The transfer frequency predicted by our model is less than the average estimated mutation frequency in bacteria, 10-1 per 1,000 generations. Lawrence and Roth hypothesize transfer frequency of a putatively fitness-neutral gene would have to be greater than mutation frequency of the recipient bacteria to be maintained in that organism [31]. This suggests that even if HGT were to occur between R. rhodnii and G. rubropertinctus, the transgene would likely not persist in the recipient organism.

The model presented in this study was developed to address risk assessment concerns associated with release of a genetically modified bacteria. The HGT frequency predicted would not vary significantly under conditions accompanying a large-scale release of the genetically modified bacteria. In this model ecological phenomena such as succession communities are subordinate to considerations attending gene integration such as fitness contribution and homology.

This taken into account, the model presented here has important limitations. The event of interest, horizontal transfer of a transgene not associated with a mobile element, has never been reported in any study. In adhering to the conventions of risk assessment, we have selected parameters for the model with the intention of predicting the upper limit of probability for a presumed adverse event. While crucial parameter values such as the rate of gene transfer and the percentage of donor bacterium genes conferring fitness advantage on the recipient bacterium are almost certainly elevated and the extent of homology necessary for integration is almost certainly lower than that required for integration in the environment, selecting what may be contrived parameters has the advantage of making possible the modeling of an exceedingly rare event.

In addition, while the model predicts a very low frequency of HGT over 100,000 generations, it is extremely unlikely that a fitness-neutral transgene would persist in a population for 100,000 generations. Previous studies indicate non-retention of the transgene in genetically modified bacteria is far more likely than HGT over this time period [12, 32].
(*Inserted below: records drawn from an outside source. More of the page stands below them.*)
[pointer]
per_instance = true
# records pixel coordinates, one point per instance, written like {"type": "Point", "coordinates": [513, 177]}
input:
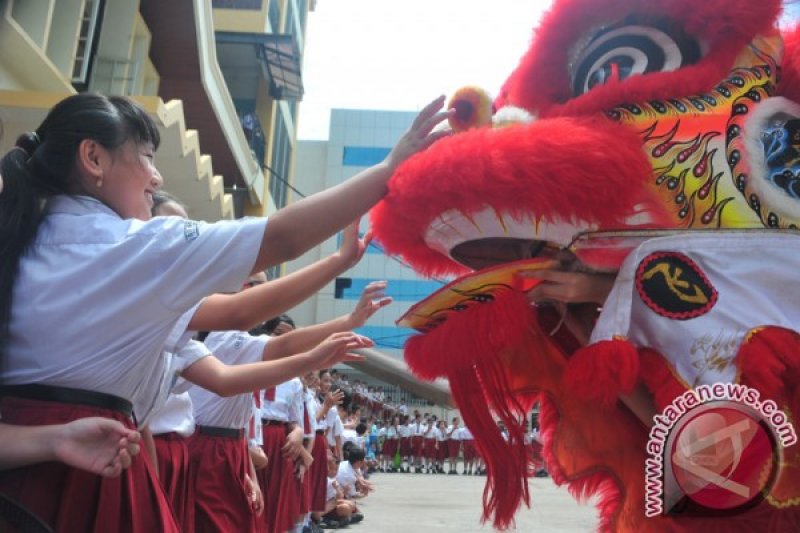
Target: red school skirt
{"type": "Point", "coordinates": [221, 462]}
{"type": "Point", "coordinates": [176, 476]}
{"type": "Point", "coordinates": [319, 472]}
{"type": "Point", "coordinates": [429, 449]}
{"type": "Point", "coordinates": [469, 449]}
{"type": "Point", "coordinates": [69, 499]}
{"type": "Point", "coordinates": [442, 450]}
{"type": "Point", "coordinates": [389, 447]}
{"type": "Point", "coordinates": [278, 482]}
{"type": "Point", "coordinates": [452, 448]}
{"type": "Point", "coordinates": [405, 446]}
{"type": "Point", "coordinates": [417, 445]}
Our laboratory studies found no transfer of a foreign gene to wild-type R. rhodnii or G. rubropertinctus. The experiments exaggerated factors promoting HGT to a degree not attainable in the environment. This exaggeration extends to every parameter implicated in HGT, including the engineered bacterium. R. rhodnii used in these studies was transformed with an episomal plasmid, pRrMDWK6, whereas transformation of R. rhodnii for field release will involve use of an integrated element, a construct less amenable to HGT. In a 2003 study we demonstrated that a marker gene incorporated in R. rhodnii via an integrated element remained stable in culture for over 100 generations [23].

The marker gene used in this study coded for kanamycin resistance, a selective advantage under experimental conditions. Transfer of putatively fitness-neutral transgenes, such as those encoding cecropin A or transmission blocking single-chain antibodies, would be less favored. In these experiments, the marker gene was presented in a form (naked DNA) and in concentrations not attainable in the environment.
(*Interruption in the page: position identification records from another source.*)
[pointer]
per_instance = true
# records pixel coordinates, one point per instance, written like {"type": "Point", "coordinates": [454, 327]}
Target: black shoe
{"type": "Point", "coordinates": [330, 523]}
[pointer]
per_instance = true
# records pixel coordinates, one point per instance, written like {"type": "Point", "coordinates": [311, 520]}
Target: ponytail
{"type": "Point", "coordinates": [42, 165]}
The bacteria were incubated in an enriched nutrient environment at very high rates of agitation (220 rpm). Bacterial mixing due to contractions of the arthropod gut occurs but not at such frequency. Further, bacterial populations in the gut lumen of R. prolixus reach a maxima of 10 8 CFU/mL following a blood meal, declining rapidly to an equilibrium concentration of approximately10 5 CFU/mL. The exaggerated bacterial concentrations featured in these studies would not be found in the environment.

The time period (168 hours) used in this study and intervals of collection were selected so as to evince transfer occurring through all three HGT modalities: transformation, transduction, and conjugation. The absence of tHGT under the grossly exaggerated conditions in these experiments argue strongly against tHGT occurring subsequent to environmental release of transformed R. rhodnii.

These thoroughly contrived experiments were designed to assess tHGT under extremely favorable conditions and yielded uniformly negative results. Nevertheless, some considerations for future studies remain. The putative recipient bacterium in this study, G. rubropertinctus was selected for its taxonomic relationship to R. rhodnii and environmental co-location. However, this study did not include E. coli, the bacterium whose genome contains the greatest percentage of horizontally acquired genes [8]. Since the generation time of E. coli is approximately 30 times faster than that of R. rhodnii, co-incubation studies of HGT are very difficult. In the future, use of other bacteria known for acquiring high percentages of genes horizontally may be considered.

It is also possible that other environmental bacteria, as independent populations or consortia, may act to promote gene transfer. Results from previous studies argue against this, showing highest rates of HGT under sterile conditions [18, 28]. Limiting incubations to a potential donor and recipient bacterium pair prevents evaluation of the effect of such a microbial environment.

In addition, this experiment assessed tHGT over a 168-hour period. Absence of gene transfer over this time period under highly exaggerated conditions strongly suggests that likelihood is low. Further, the theoretical model cited above permits assessment over a time period - 100,000 generations - impractical for a laboratory experiment and obviates difficulties associated with detection of rare events. Because this model simulates HGT in the environment, it is therefore constrained in the extent to which its parameters can favor tHGT. In contrast, the laboratory experiments described above are not constrained and feature parameters whose exaggeration and coincidence would not occur in the environment. Results from this risk assessment may be extrapolated to the level of community ecology. Together, the uniformly negative results from these studies argue that the probability of tHGT occurring following environmental release of CRUZIGARD is vanishingly small.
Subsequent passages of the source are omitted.